What to do in TYRE
When in Tyre you need to visit the three main zones that divide the Coast Nature Reserve:
- – The Tourism zone (public beaches, the old city and Souks, the ancient port)
- – The Agricultural and Archaeological zone
- – The Conservation zone that includes the Phoenician springs of Ras El Ain
Due to its diverse flora and fauna, the reserve is a designated Ramsar Site. It is an important nesting site for migratory birds and the endangered Loggerhead and green sea turtle and the shelter of the Arabian spiny mouse and many other important creatures (including wall lizards, common pipistrelle, and European badger) Another authentic feel of the city is to take a stroll near the old port area and get lost in its narrow streets and old houses, take a look at the old shops, talk to the locals and perhaps hear from them some stories about the history of this great city. Aside from her unforgettable maritime experiences, the city has much to offer the lovers of history and archaeology. You will surely be amazed by the charm of this old port city.
THE OLD SOUKS
If you’d like to take a look at the old souks and shops of sour, then this is the place to spend some time in. You can walk around and take a look at the old shops, talk to the locals and perhaps hear from them some stories about the history of this great city and their everyday lives.
TYRE COAST NATURE RESERVE
The Reserve is the biggest and most beautiful remaining sandy beach in Lebanon. It is characterized by its ecological, marine and coastal ecosystem.
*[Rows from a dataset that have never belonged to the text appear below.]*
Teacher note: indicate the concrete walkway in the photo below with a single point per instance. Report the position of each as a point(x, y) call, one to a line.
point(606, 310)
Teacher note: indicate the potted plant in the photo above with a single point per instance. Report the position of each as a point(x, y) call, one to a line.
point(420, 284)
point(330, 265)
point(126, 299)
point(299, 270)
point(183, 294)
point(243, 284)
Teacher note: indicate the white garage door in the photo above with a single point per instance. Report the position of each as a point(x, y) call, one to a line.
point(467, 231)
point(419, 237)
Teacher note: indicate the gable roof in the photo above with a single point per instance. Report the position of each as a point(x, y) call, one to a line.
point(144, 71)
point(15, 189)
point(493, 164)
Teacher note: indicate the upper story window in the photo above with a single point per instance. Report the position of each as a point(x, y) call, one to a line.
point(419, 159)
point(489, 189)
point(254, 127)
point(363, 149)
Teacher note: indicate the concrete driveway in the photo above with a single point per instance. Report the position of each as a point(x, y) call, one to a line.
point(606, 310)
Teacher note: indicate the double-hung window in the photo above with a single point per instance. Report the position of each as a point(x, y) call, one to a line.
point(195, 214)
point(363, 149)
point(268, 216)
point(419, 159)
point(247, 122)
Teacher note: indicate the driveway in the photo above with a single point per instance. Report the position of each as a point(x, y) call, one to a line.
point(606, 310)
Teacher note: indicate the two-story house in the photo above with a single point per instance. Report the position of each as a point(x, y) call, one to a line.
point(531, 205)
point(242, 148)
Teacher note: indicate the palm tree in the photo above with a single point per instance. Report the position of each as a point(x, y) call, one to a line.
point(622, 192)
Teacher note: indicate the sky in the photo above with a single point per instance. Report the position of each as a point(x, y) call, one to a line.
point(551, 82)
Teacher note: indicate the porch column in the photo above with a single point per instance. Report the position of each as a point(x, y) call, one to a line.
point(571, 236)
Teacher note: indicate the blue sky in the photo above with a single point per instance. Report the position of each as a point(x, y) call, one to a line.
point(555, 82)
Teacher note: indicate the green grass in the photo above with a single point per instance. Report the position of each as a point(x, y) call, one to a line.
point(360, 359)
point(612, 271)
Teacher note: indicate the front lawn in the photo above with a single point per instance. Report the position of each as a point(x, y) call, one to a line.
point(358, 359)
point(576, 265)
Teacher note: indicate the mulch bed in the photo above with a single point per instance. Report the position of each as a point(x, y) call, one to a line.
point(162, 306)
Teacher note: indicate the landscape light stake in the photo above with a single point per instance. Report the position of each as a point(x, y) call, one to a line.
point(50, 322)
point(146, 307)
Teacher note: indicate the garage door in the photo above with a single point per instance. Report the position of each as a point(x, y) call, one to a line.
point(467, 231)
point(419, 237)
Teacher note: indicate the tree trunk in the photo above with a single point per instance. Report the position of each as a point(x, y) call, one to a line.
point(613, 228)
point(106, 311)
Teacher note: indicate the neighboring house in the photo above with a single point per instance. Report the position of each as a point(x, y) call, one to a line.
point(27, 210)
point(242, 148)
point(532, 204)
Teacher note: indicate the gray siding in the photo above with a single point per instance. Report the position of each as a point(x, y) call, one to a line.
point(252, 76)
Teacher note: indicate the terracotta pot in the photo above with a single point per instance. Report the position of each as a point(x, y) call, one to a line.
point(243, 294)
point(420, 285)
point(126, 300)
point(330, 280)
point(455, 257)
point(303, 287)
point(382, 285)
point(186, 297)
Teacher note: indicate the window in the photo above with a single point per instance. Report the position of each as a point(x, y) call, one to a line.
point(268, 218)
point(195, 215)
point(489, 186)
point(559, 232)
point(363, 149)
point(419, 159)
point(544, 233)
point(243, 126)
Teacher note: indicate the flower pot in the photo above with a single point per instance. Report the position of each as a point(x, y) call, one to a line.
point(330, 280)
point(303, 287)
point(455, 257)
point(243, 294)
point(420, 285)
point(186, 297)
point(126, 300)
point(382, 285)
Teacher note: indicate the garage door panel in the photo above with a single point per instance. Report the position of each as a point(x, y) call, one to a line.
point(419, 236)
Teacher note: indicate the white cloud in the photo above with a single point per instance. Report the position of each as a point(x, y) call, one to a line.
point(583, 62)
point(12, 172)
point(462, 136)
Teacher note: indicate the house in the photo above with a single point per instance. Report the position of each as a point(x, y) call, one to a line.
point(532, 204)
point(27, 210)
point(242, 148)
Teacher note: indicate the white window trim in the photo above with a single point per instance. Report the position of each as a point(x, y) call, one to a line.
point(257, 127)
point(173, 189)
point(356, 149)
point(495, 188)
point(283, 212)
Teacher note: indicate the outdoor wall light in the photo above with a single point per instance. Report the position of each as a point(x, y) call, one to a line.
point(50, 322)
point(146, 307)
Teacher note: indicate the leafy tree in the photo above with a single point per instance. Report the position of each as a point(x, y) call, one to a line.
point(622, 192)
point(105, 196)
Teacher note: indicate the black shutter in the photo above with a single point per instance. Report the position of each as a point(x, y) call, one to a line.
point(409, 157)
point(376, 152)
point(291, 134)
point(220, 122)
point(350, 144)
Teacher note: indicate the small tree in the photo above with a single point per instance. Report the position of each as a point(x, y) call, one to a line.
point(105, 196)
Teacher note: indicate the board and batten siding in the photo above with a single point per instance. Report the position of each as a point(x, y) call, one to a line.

In addition, it is an important nesting site for migratory birds and the threatened sea turtles.
TYRE FISHING HARBOR AND SOUQS
Small, but bustling with activity, the fishing harbor is the most picturesque part of Tyre, with its brightly colored wooden boats and old-fashioned boat repair shops.
AL-BASS ARCHAEOLOGICAL SITE
This sprawling site lies 2km east of the Al-Mina site. Just past the entrance is a vast funerary complex, with hundreds of ornate stone and marble sarcophagi.
AL-MINA ARCHAEOLOGICAL SITE
Dating to the third millennium BC, these atmospheric ruins cover a large area leading down to an ancient submerged harbor. Highlights include a street paved with geometrical Roman and Byzantine mosaics.
The size of this Cathedral is a testament to the importance of Tyre under the Crusaders, who built their cathedral soon after they occupied the city in 1124 AD.